Da che Orfeo è tornato, come Gilgameš, a mani vuote, amo quello che grazie ai più audaci viandanti nelle Terre del Possibile ho saputo d’aver sempre amato: l’intuizione, la fulminazione in cui balena, insieme!, tutto il Possibile nella Luce Nera della sua Gloria.

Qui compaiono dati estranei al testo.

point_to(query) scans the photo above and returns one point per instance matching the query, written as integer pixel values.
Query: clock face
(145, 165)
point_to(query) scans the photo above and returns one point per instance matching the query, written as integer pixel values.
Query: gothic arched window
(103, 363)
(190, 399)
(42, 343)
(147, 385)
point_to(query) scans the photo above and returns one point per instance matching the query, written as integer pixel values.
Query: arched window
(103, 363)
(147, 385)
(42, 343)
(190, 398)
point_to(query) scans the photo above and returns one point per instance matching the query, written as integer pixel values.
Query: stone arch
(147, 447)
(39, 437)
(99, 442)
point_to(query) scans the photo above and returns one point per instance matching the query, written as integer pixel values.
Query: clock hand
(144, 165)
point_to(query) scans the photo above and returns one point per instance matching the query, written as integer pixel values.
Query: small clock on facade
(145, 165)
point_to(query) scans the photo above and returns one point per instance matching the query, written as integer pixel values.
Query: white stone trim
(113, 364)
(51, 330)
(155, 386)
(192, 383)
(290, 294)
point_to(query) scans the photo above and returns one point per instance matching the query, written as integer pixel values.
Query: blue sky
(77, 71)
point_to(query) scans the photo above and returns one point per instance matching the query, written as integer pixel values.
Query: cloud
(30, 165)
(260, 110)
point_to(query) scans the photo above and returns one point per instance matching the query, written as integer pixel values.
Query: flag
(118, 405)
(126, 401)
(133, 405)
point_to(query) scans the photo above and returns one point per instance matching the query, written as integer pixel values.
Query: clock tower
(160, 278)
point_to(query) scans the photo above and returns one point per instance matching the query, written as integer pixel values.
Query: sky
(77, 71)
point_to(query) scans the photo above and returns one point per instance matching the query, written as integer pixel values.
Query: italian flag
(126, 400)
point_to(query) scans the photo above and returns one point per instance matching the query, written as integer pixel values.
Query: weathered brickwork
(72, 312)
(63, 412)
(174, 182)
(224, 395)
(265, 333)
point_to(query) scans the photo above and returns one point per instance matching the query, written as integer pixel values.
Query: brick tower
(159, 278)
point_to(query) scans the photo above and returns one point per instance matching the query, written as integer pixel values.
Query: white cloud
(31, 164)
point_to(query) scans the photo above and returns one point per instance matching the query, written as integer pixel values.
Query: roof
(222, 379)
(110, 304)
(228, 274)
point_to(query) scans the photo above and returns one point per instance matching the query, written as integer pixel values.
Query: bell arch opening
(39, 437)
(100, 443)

Solo il Possibile è Glorioso Immortale – perché mai si realizza.
Realizzare il Possibile è ucciderlo. È condannarlo a essere solo quel poco che avanza. È restringerlo alla soddisfazione dei bisogni e dei desideri. Insomma, è negargli ciò di cui più ha bisogno e che più desidera: essere liberato dalla Prova dei Fatti, essere lasciato libero di essere non questi occhi con cui vede, non queste orecchie con cui sente le pulsazioni del suo battito nel mondo, non queste mani con cui nervosamente si accarezza la barba, no: niente di tutto questo, niente di ciò che è questo o quello, ma puro libero lasciarsi andare fin dentro il castello del Suo mistero «circolare».

Blumenfeld-Seni
Blumenfeld – Curve d’intenso

Che ci vuoi fare? le «cose reali», le res non quadrano mai.
Ego tamquam centrum circuli – ti ricordi? è così che dice, piangendo, l’Angelo apparso a Dante (voglio dire a un bambino di nove anni!). Le «cose» circolano solo nei miraggi terminali di un Peter Pan come di un Paolo degli Uccelli.
Quando Paolo s’era stancato di dipingere.
Quando il Poeta si stancò della letteratura.
Non prima, gli fu concesso un sorso dell’«olio di misericordia». Un poco di quella lingua antica, un resto da «balbettare», un lasciarsi cadere come un asino in mezzo ai suoni, e un gioire di tanta povertà, di tanta grazia ritrovata.
Per stanchezza, ovviamente.

Al Vecchio Intrepido Väinämöinen, la barcaiola ha lavato il «canto» solo quando il cantore si è stancato di cantare.
La verità è che era stanco di andare dal centro alla circonferenza del suo essere, stanco di andare e poi tornare dalla circonferenza al centro del suo non essere, senza arrendersi all’evidenza che, se le cose non quadrano, è perché uno spirito circoscritto si sta vendicando dell’Omissis.